Data can be classified in many different ways, and all of them can be included in the description of each data item.
The context of data (my own arbitrary term) describes the item’s conceptual place within a system. (I described this in a webinar.)
- System Description: data that describes the physical or conceptual components of a process (tends to be low volume and describes mostly fixed characteristics)
- Operating Data: data that describe the detailed behavior of the components of the system over time (tends to be high volume and analyzed statistically); these components include both subprocesses within the system and items that are processed by the system as they enter, move through or within, and exit the system.

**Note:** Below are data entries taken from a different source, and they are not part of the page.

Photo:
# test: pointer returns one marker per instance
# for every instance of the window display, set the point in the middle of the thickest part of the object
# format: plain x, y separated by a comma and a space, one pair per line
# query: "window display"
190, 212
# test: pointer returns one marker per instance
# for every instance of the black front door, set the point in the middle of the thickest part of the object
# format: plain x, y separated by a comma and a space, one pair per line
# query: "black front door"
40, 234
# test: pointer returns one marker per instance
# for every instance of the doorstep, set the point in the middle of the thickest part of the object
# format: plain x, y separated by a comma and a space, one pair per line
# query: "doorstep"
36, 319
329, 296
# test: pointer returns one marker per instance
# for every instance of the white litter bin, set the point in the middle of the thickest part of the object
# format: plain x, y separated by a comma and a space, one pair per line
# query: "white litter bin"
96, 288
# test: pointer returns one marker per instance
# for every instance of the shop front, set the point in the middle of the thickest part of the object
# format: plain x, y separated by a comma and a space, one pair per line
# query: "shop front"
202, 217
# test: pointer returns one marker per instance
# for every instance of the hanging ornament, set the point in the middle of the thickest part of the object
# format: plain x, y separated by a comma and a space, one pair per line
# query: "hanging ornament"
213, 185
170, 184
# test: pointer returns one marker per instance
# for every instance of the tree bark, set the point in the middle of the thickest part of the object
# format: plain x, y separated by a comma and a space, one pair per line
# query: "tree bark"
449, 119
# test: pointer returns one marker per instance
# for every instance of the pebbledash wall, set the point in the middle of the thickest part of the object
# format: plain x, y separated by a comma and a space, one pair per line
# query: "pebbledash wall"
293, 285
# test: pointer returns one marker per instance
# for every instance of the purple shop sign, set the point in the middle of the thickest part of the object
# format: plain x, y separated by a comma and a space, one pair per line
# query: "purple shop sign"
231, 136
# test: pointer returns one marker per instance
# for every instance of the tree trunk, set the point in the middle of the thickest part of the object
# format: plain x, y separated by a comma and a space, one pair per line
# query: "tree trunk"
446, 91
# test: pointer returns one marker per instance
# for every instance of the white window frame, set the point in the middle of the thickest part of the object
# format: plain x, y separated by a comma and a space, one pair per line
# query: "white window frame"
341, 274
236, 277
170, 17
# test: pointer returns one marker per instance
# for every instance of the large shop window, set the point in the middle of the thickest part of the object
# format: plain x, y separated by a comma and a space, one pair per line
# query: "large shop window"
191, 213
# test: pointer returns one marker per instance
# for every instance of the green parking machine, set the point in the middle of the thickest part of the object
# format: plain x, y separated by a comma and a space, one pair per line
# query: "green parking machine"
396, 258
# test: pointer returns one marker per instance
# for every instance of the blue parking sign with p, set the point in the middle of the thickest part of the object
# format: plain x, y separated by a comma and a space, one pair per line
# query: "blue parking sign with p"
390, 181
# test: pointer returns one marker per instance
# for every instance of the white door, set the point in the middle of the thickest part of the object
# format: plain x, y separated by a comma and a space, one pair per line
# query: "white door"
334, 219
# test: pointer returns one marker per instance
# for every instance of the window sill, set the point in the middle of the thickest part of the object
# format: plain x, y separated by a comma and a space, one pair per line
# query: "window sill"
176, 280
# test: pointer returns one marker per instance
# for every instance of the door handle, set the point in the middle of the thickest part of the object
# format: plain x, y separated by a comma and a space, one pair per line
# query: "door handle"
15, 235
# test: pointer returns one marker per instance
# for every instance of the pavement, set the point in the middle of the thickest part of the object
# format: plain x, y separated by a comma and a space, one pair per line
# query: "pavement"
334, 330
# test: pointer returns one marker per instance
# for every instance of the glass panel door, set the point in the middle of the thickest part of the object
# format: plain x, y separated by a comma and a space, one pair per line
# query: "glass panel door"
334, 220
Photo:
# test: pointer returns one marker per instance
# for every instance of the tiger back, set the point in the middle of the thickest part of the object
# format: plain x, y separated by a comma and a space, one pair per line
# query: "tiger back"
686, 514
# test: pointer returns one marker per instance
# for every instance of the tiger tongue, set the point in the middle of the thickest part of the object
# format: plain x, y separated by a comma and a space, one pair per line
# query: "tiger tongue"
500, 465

- Governing Parameters: thresholds for taking action (control setpoints, business rules, largely automated or automatable)
- Generated Output: data produced by the system that guides business actions (KPIs, management dashboards, drives human-in-the-loop actions, not automatable)
The class of data (my own arbitrary term again) describes the nature of each data item.
- Measure: A label for the value describing what it is or represents
- Type of Data:
- numeric: intensive value (temperature, velocity, rate, density – characteristic of material that doesn't depend on the amount present) vs. extensive value (quantity of energy, mass, count – characteristic of material that depends on amount present)
- text or string value: names, addresses, descriptions, memos, IDs
- enumerated types: color, classification, type
- logical: yes/no, true/false
- Continuous vs. Discrete: most numeric values are continuous but counting values, along with all non-numeric values, are discrete
- Deterministic vs. Stochastic: values intended to represent specific states (possibly as a function of other values) vs. groups or ranges of values that represent possible random outcomes
- Possible Range of Values: numeric ranges or defined enumerated values, along with format limitations (e.g., credit card numbers, phone numbers, postal addresses)
- Goal Values: higher is better, lower is better, defined/nominal is better
- Samples Required: the number of observations that should be made to obtain an accurate characterization of possible values or distributions
- Source and Availability: where and whether the data can be obtained and whether assumptions may have to be made in its absence
- Verification and Authority: how the data can be verified (for example, data items provided by approved individuals or organizations may be considered authoritative)
- Relationship to Other Data Items: This involves situations where data items come in defined sets (from documents, database records, defined structures, and the like), and where there may be value dependencies between items.
It is also important to identify approaches for conditioning data. Complete data may not be available, and for good reason. Keeping records is sometimes rightly judged to be less important than accomplishing other tasks. Here are some options for dealing with missing data (from Udemy course R Programming: Advanced Analytics In R For Data Science by Kirill Eremenko):
- Predict with 100% accuracy from accompanying information or independent research.
- Leave record as is, e.g., if data item is not needed or if analytical method takes this into account.
- Remove record entirely.
- Replace with mean or median.
- Fill in by exploring correlations and similarities.
- Introduce dummy variable for “missingness” and see if any insights can be gleaned from that subset.
More considerations for conditioning data include:
- Data from different sources may need to be regularized so they all have the same units, formats, and so on. (This is a big part of ETL efforts.) Note that an entire Mars probe was lost because two teams did not ensure the interface between two systems used consistent units.
- Sanity checks should be performed for internal consistency (e.g., a month’s worth of hourly totals should match the total reported for the month).
- Conversely, analysts should be aware that seasonality and similar effects mean subsets of larger collections of data may vary over time.
- Data items should be reviewed to see if reporting methods or formats have changed over time.
- Data sources should be documented for points of contact, frequency of issue, permissions and sign-offs, procedures for obtaining alternate data, and so on.